Small businesses (or large companies for that matter) that sell services sell something that is intangible. The buyer can’t see it, can’t touch it, can’t take it out of the box and can’t test it out to see how well it works.
If you’re a business owner that sells these intangible services, then you probably sell them on an hourly basis – quoting each job separately based on the project’s specifics. And there’s nothing wrong with this approach. A graphic designer, for example, may quote an hourly rate to create a company logo and then offer a rough estimate of the total number of hours and cost based on the particulars of each project.
But this approach usually means that the deliverables for each project end up being slightly different, resulting in a slightly different total cost for every logo design service provided.
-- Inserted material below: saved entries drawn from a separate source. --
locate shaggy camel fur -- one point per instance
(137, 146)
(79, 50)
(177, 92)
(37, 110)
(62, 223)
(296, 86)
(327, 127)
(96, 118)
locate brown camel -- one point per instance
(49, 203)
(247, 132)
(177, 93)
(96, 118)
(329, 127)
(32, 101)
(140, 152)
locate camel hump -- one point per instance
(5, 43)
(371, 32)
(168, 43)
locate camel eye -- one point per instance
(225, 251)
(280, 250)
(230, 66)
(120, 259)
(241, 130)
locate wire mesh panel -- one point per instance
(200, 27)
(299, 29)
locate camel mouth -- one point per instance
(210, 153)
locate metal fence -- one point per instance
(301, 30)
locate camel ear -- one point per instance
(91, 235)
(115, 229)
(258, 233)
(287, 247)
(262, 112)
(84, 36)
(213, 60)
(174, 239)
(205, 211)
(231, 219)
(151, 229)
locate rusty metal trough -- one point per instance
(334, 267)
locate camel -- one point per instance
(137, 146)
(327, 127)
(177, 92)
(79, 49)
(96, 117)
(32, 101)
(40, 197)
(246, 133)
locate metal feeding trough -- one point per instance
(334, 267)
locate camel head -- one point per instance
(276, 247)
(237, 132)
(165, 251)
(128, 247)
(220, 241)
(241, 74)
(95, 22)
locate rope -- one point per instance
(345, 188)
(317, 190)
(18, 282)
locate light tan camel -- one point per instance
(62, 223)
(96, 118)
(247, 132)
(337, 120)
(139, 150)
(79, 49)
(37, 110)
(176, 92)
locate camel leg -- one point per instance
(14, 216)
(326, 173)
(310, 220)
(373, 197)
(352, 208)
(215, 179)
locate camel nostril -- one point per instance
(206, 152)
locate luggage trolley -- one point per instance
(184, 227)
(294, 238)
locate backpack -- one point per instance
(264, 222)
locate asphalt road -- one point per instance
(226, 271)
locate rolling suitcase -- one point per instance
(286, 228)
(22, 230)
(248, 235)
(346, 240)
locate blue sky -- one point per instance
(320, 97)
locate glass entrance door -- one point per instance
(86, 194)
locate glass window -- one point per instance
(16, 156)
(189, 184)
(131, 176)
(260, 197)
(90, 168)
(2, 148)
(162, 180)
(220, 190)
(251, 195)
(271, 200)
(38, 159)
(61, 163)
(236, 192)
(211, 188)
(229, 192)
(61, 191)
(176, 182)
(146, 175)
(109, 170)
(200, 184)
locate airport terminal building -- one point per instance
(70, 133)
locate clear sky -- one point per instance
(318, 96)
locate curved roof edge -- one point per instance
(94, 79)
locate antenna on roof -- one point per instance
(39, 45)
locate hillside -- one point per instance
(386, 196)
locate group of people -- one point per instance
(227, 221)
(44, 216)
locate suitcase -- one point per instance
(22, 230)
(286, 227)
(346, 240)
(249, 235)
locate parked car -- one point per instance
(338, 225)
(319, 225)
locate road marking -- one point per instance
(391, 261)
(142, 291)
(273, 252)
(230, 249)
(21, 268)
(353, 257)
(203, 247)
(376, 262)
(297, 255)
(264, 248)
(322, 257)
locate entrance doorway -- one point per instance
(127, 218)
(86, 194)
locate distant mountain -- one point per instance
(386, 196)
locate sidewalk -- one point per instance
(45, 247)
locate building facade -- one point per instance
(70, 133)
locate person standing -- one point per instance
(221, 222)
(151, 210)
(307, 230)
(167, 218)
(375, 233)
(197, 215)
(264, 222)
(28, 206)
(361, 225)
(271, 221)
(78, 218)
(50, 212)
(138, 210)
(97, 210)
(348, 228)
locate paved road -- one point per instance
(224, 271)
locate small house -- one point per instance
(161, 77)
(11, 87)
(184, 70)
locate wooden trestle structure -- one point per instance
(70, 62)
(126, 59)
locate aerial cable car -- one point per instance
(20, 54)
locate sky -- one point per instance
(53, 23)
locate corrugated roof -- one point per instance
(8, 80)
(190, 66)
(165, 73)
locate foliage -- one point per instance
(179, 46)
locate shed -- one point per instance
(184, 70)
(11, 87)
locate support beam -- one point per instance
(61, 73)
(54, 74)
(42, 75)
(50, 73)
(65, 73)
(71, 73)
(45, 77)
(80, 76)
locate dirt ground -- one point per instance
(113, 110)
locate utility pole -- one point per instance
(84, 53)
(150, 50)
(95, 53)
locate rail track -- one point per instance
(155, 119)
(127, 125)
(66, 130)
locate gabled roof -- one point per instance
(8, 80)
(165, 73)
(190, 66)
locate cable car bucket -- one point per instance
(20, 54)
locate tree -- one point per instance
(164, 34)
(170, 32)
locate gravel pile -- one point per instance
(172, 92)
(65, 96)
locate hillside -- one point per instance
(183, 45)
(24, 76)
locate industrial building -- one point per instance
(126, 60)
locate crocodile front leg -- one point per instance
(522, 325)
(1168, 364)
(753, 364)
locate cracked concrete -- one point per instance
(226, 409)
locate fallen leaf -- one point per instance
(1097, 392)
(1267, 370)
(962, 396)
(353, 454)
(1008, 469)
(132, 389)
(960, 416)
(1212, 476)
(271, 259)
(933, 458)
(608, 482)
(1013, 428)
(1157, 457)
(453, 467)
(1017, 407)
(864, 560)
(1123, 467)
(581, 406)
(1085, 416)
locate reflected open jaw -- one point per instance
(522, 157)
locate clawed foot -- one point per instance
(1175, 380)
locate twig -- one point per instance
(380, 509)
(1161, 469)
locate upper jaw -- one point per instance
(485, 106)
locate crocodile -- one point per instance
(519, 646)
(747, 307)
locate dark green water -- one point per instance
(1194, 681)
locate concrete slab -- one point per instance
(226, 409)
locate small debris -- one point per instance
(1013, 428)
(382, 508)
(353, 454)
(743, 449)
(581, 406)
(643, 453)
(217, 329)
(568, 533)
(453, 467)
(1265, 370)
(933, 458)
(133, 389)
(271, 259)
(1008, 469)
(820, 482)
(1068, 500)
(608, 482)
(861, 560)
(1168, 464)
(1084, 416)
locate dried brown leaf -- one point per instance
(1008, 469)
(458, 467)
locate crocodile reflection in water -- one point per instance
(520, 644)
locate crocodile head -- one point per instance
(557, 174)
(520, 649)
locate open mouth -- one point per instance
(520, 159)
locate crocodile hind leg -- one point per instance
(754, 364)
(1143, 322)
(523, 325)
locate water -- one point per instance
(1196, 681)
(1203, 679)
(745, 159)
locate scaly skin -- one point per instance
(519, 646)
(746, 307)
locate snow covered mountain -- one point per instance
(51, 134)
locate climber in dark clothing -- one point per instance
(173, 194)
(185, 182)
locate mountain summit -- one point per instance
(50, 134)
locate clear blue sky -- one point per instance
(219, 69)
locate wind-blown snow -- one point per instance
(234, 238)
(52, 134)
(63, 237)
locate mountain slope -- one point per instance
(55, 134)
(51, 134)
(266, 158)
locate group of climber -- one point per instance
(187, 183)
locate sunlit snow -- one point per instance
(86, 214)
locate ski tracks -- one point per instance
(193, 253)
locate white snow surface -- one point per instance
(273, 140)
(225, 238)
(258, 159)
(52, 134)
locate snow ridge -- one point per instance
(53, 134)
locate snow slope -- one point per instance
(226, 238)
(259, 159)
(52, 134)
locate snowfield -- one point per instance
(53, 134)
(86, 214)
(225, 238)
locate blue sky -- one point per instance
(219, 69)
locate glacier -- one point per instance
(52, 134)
And how many ‘little things’ is that designer throwing in for free by pricing this way?
By turning a typical service into a package, you precisely detail every activity involved in this task and the deliverables you will produce at a set price. Using the example of a graphic designer again – a logo design package could include a brand strategy session, a set number of logo design concepts, a set number of revisions and the creation of the final files for the client. As the servicer provider, you know how long it will take to perform these tasks so you define the boundaries of the project for a set price. And clients no longer have to struggle to figure out what they need, they can simply pick this product up off the shelf and buy it.
You’re not re-inventing the wheel by productizing your services. You’re not even offering a new service. You’re simply standardizing your execution and your pricing – making it easier for you to manage and more attractive for your customers to purchase.
Productizing services can also stimulate stagnate sales. Market your new ‘product’ well and you create a new revenue stream out of services you already provided on an ad hoc basis.
And, from a buyers’ perspective, you’ve turned the intangible, tangible.